Berset Alain · Ständerat · 2006-10-04
Berset Alain · Ständerat · Freiburg · Sozialdemokratische Fraktion · 2006-10-04
Wortprotokoll
Depuis le début de l'affaire Swissfirst, les découvertes se succèdent et je dois vous dire que pour moi certaines sont absolument stupéfiantes. On entend qu'il serait courant que les gérants de caisses de pension aient deux tiroirs: un pour la caisse de pension, l'autre pour leur fortune personnelle. On entend que certains gérants auraient vu leur fortune personnelle multipliée par cent, parfois par un facteur plus grand, en quelques années. On entend qu'il est courant que dans certains réseaux on s'arrange pour acheter ou vendre des actions sans avoir forcément pour priorité les intérêts des assurés ou ceux de tous les actionnaires. Bref, les signaux qui apparaissent dans cette affaire me semblent inquiétants et ils inquiètent aussi une population qui n'a souvent pas les connaissances techniques pour comprendre comment fonctionne le deuxième pilier. C'est donc une population qui adhère à ce système justement parce qu'elle y fait confiance. Les affaires de ce genre minent la confiance et aussi le système de la prévoyance professionnelle.
Je voudrais apporter dans ce débat deux éléments en souhaitant qu'ils soient étudiés par le Conseil fédéral.
Premièrement, je crois qu'il n'est pas très sain que, dans le deuxième pilier, les gérants des caisses de pension puissent administrer en parallèle une fortune privée. Il y a naturellement un risque de collision entre l'intérêt public et l'intérêt privé, ce qui est extrêmement malsain dans un domaine qui concerne l'immense majorité de la population. L'intérêt des assurés et du deuxième pilier, comme institution centrale de la prévoyance professionnelle, devrait l'emporter sans discussion sur l'intérêt privé du gérant de la caisse à administrer en parallèle sa fortune privée. On sait que les décisions d'une caisse de pension d'importance peuvent facilement avoir des conséquences sur les marchés. Pour peu qu'un gérant administre en parallèle une fortune privée, il lui est relativement facile d'utiliser "sa" caisse de pension comme bras de levier pour optimiser une fortune personnelle.

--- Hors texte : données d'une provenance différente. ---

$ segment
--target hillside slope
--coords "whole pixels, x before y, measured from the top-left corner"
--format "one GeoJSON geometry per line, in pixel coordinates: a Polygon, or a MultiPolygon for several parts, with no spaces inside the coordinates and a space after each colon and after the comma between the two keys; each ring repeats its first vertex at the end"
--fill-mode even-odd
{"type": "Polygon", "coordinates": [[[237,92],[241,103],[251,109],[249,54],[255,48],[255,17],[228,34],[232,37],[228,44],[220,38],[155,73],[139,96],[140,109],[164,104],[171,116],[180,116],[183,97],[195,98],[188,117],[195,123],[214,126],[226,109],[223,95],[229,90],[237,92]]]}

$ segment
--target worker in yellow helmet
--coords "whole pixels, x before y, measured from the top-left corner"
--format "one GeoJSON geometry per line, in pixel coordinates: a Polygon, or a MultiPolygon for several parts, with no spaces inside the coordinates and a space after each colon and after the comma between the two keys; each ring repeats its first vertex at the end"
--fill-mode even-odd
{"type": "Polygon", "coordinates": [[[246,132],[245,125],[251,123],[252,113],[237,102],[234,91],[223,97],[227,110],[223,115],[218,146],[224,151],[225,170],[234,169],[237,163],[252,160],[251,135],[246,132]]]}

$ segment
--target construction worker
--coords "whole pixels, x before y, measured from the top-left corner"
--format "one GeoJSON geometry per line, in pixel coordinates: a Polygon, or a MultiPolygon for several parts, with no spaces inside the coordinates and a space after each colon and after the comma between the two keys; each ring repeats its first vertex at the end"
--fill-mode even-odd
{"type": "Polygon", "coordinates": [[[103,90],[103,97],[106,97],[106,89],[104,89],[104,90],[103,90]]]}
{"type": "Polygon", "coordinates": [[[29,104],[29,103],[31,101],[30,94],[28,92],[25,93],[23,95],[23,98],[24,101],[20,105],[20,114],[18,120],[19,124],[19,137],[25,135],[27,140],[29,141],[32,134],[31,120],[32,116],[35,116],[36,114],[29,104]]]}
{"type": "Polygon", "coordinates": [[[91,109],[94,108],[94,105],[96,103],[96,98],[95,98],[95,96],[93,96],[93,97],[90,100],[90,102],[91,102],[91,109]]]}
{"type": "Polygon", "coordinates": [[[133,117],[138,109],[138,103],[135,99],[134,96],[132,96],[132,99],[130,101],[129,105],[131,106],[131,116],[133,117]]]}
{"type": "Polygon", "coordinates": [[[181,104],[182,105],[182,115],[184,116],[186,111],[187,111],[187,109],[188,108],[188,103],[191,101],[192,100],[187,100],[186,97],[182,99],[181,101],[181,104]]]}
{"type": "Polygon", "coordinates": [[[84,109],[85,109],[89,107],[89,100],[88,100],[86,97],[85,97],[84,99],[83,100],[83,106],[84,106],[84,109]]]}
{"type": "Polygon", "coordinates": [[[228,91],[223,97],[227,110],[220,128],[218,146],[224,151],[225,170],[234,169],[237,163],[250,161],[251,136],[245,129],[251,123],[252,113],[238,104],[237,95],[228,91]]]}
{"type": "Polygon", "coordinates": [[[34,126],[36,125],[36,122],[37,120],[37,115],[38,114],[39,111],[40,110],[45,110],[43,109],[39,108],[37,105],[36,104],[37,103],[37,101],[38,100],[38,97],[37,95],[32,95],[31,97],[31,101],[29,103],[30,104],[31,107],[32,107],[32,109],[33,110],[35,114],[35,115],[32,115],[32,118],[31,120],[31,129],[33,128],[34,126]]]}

Ce domaine manque clairement de règles. On s'est toujours contenté, me semble-t-il, de faire référence à la bonne pratique, au bon fonctionnement, au fait que les gens sont responsables et ne mélangent pas les intérêts, il me semble au contraire que maintenant des règles très strictes devraient être imposées lorsque la fortune privée d'un gérant de caisse de pension dépasse un certain montant, à fixer. On devrait peut-être mener une réflexion afin de savoir si ce ne serait pas une bonne idée de rendre obligatoire pour un gérant de caisse de pension le fait de faire administrer sa fortune personnelle par un tiers sans avoir la possibilité d'influer sur la politique de placement, et cela aussi longtemps qu'il reste en poste.
On voit aussi que l'autorégulation en matière d'incompatibilité a montré ses limites. On pourrait presque dire que c'est un "cirque", ce à quoi nous avons assisté ces derniers temps: imaginez une seule et même personne qui siège à la fois au conseil d'administration d'une banque qui invite ses actionnaires, on ne sait pas très bien pour quel motif, à se débarrasser de ses actions, et au conseil de fondation d'une institution de prévoyance qui vend les actions en question et qui perd des sommes importantes.
Ce qui pose prioritairement problème dans ces questions, ce ne sont pas les sommes en jeu, mais les mécanismes. Il me semble que là aussi il serait nécessaire de préciser les règles d'incompatibilité qui devraient régir le deuxième pilier.
Je ne reviens pas sur la question de la surveillance, ce serait un troisième point, très important, sur lequel mes préopinants se sont déjà exprimés. Je partage aussi l'avis que dans ce domaine un renforcement de la surveillance serait naturellement à mettre en place rapidement.